The lack of predictive scaling laws created significant problems for model development. Organizations planning to train large language models faced enormous uncertainty about what scale would be necessary to achieve target performance levels. Should they invest in a model with 10 billion parameters or 100 billion? How much training data would be needed? What computational resources would be required? Without answers to these questions, decisions about resource allocation were essentially guesses, leading to either wasted resources on over-engineered models or inadequate investment that failed to reach performance targets. The cost of training large models made these decisions particularly consequential, with failed training runs potentially wasting millions of dollars in compute time.
Kaplan and colleagues set out to systematically investigate how model performance scales with various factors. They trained transformer language models across a wide range of scales, varying model size from millions to billions of parameters, training data from millions to billions of tokens, and training compute accordingly. By measuring performance across these different configurations, they could identify mathematical relationships that predicted performance from scale alone. The goal was to discover whether simple power-law relationships could accurately predict how loss, and therefore performance, would improve with increased scale across different dimensions.
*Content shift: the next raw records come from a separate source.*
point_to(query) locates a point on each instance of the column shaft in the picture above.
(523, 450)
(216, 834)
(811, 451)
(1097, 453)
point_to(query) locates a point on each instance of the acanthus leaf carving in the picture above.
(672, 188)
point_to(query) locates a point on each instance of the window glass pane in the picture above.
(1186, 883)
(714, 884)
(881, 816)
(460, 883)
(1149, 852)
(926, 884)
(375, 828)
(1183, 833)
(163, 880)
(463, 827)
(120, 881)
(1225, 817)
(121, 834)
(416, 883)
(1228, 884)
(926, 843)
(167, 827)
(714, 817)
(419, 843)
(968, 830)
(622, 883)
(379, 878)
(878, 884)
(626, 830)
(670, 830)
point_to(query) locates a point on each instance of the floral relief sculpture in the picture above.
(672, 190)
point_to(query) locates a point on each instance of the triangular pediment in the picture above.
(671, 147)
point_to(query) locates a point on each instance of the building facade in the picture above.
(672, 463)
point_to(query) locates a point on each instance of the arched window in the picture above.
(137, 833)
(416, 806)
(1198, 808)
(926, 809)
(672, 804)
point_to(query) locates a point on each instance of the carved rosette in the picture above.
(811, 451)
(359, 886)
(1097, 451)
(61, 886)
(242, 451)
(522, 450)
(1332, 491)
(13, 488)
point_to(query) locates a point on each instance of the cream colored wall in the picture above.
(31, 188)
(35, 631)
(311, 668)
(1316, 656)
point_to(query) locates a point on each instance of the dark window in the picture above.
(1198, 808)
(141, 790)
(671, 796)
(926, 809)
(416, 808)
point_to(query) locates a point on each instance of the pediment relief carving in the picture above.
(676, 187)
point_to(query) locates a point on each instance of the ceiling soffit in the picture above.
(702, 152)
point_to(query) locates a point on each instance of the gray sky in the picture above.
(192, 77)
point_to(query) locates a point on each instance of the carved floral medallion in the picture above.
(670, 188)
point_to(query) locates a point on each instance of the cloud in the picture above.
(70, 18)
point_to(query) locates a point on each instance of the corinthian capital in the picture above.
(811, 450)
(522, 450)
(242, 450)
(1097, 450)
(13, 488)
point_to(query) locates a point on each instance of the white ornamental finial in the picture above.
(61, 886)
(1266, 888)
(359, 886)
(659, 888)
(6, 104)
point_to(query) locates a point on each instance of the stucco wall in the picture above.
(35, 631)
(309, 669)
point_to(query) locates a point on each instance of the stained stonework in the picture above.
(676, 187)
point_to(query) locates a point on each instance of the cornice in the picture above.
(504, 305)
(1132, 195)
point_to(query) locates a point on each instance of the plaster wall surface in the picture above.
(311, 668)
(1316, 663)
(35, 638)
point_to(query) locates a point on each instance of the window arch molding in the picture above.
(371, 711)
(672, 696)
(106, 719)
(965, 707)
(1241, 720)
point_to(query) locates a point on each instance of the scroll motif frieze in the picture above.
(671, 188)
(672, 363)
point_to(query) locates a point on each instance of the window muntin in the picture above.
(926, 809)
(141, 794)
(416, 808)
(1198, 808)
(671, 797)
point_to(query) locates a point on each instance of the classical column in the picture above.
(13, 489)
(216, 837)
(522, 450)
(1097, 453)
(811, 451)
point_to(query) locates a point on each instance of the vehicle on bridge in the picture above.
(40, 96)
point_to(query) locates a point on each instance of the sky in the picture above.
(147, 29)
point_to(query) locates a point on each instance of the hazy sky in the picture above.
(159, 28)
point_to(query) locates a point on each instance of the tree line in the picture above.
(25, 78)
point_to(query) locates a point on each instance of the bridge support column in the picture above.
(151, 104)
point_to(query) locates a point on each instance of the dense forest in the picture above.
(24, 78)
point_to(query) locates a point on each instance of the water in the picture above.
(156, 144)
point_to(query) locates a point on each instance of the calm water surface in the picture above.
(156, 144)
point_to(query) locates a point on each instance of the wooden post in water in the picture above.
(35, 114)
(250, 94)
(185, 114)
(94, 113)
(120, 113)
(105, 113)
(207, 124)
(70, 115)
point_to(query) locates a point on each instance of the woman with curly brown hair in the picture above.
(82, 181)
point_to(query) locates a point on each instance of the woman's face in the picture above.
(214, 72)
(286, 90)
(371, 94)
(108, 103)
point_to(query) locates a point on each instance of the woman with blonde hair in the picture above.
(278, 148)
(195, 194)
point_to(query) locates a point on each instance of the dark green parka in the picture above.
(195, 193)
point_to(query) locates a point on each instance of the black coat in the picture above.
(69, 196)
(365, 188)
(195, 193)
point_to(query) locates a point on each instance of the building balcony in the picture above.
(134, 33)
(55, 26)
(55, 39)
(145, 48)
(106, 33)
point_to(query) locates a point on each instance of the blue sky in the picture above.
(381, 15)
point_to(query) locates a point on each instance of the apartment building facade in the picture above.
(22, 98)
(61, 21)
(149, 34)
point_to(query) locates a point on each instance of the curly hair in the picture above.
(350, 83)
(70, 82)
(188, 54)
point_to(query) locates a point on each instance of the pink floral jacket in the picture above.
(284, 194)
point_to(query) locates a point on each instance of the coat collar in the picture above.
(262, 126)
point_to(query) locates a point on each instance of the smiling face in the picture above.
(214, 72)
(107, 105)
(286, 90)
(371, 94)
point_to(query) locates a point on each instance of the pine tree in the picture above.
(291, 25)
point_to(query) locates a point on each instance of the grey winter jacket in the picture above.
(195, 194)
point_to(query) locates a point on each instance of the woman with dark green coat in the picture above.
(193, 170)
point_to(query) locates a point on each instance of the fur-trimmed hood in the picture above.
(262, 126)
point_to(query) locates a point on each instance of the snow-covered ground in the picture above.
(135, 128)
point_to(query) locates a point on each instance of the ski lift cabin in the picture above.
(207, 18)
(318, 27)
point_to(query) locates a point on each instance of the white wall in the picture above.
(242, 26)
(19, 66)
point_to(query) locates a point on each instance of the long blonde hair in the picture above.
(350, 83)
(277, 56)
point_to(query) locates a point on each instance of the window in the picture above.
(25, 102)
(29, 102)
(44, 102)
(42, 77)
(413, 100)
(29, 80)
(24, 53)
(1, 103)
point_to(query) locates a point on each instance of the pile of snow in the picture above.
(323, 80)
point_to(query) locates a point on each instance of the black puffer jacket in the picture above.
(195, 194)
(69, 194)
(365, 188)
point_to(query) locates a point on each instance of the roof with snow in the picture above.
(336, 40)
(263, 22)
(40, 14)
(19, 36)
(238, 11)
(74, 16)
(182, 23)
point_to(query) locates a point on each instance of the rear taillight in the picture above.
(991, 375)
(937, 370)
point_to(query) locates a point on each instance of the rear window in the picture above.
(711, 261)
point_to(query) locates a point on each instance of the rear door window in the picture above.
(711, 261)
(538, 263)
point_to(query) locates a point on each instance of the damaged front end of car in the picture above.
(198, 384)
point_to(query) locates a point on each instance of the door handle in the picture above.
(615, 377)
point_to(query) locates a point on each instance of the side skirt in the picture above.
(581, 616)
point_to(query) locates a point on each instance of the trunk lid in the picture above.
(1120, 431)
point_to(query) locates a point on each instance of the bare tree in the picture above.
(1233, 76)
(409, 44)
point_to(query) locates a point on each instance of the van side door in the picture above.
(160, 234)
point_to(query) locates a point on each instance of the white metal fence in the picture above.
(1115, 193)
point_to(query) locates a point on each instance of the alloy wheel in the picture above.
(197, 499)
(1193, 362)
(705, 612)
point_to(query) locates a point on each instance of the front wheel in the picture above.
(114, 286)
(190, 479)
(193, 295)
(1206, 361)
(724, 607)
The results exceeded expectations. The researchers discovered clean power-law relationships between performance and scale across multiple dimensions. Model performance improved predictably with increased model size, with larger models achieving lower loss and better downstream task performance. Performance also improved predictably with increased training data, following similar power-law scaling. Most importantly, these relationships held across different model sizes and training configurations, suggesting that scaling laws were fundamental properties of neural language model training rather than artifacts of specific architectures or datasets. These laws enabled researchers to predict model performance before training, estimate resource requirements for target performance levels, and make informed decisions about how to allocate computational budgets across model size and training data.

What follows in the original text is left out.